I heard the DRAM shortage has started affecting PC sales, and I would think that it would be hurting Intel’s bottom line.
I remember hearing Intel was looking for customers for its fabs, so I suppose they have some capacity sitting idle.
Why not use some of that capacity to make DRAM themselves? If they can make CPUs running at multi-gigahertz and contains DRAM controllers, surely DDR5 memory is not out of their reach?
Intel can use up their excess capacities, making currently high-priced DRAM for profit, gain goodwill for rescuing the PC market, which in turn will sell more Intel CPUs as well. Sounds like a win to me. What do you think?
Edit: I know nothing about semiconductor manufacturing so feel free to tell me how Intel’s process is not suitable for making DRAM, or any other reason why it would not be smart for them to do that.
They had aspirations to make DRAM less useful/needed for some cases.
It more or less failed for a variety of reasons.
The concept was called Far Memory as a step between DRAM and SSDs. Lots of stories I can’t really share from back in the day
This article talks a bit about far memory:
https://dzone.com/articles/far-memory-unleashed-what-is-far-memory
They did. Intel quit making DRAM 42 years ago.
Intel used to make their own motherboards and I feel like I remember seeing Intel branded RAM back then. But that was ~25 years ago.
Look up asianometry on YT. They are the goto source for edutainment info about fab related stuff.

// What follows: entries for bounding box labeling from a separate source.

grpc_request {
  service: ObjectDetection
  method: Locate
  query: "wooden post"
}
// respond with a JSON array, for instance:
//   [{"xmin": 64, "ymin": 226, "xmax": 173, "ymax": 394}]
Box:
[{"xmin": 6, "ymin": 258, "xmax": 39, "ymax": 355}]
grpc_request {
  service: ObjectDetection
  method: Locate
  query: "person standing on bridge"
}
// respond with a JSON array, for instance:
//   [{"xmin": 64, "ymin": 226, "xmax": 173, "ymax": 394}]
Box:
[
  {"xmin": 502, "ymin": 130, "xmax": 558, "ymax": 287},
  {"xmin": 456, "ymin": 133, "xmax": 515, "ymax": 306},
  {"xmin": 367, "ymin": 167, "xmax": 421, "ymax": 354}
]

In a nutshell, different kinds of bearded nude virgin witches and wizards are needed. One uses radio magic, the other creates orc capacitor armies from the fluorinated depths of Mordor.
why do they have to be nude?
Better cooling
Exhaust needs to clear for outputs and inputs.
Dunno. It is an EEVBlog rule by king Dave.
that makes sense, dave does make the rules.
Because just praying to the machine god wont work, that is for when the magic is already infused. To truly create rocks that can think, one must shred such societal confinement and bare welcome the machine spirit and allow it to pass through them.
Or so I am told.
It’s a valid enough question, and one that I’ve asked myself also.
Intel already produce some form of RAM to act as cache for their processors, I wonder how hard it would be (and how long) it would take for them to utilise excess fab space to churn out DRAM modules.
Even if they ended up mostly selling the final modules into the AI black-hole, it should still have a deflationary effect on pricing in the market as a whole.
Even if it’s not practical to do so I imagine a number of companies that ‘nearly make ram’ in any sense are looking if they can. My hope is that this brings up new competitive markets, but that won’t happen quickly regretfully.
Doubt the could make them.
Either they have a clause in a contract somewhere that prevents them or they don’t think they have the in-house experts to get a viable product to market before the market settles the new high price as the norm.
Intel has traditionally pursued high margin markets, my guess is that Intel considered the RAM market too competitive, and not high margin enough.
They have tried to corner the market with for instance RAMBUS which Pentium 4 initially was dependent on, where they tried to create a protected (high profit) market for themselves. But they are not very interested in markets where they don’t hold controlling patent rights, again because controlling the market allows for high margin.That’s actually very close to the history of what happened. Intel did make DRAM but got out of the market when Japanese RAM flooded the market in the 80s because the margins were too small to be profitable.
RAMBUS was licensed technology that Intel didn’t make silicon for, only implemented support on their chips and northbridges. It died because it was awfully expensive the onerous licensing reduced adoption to almost nil so it never hit volume economy.
Intel owned a major share of RAMBUS.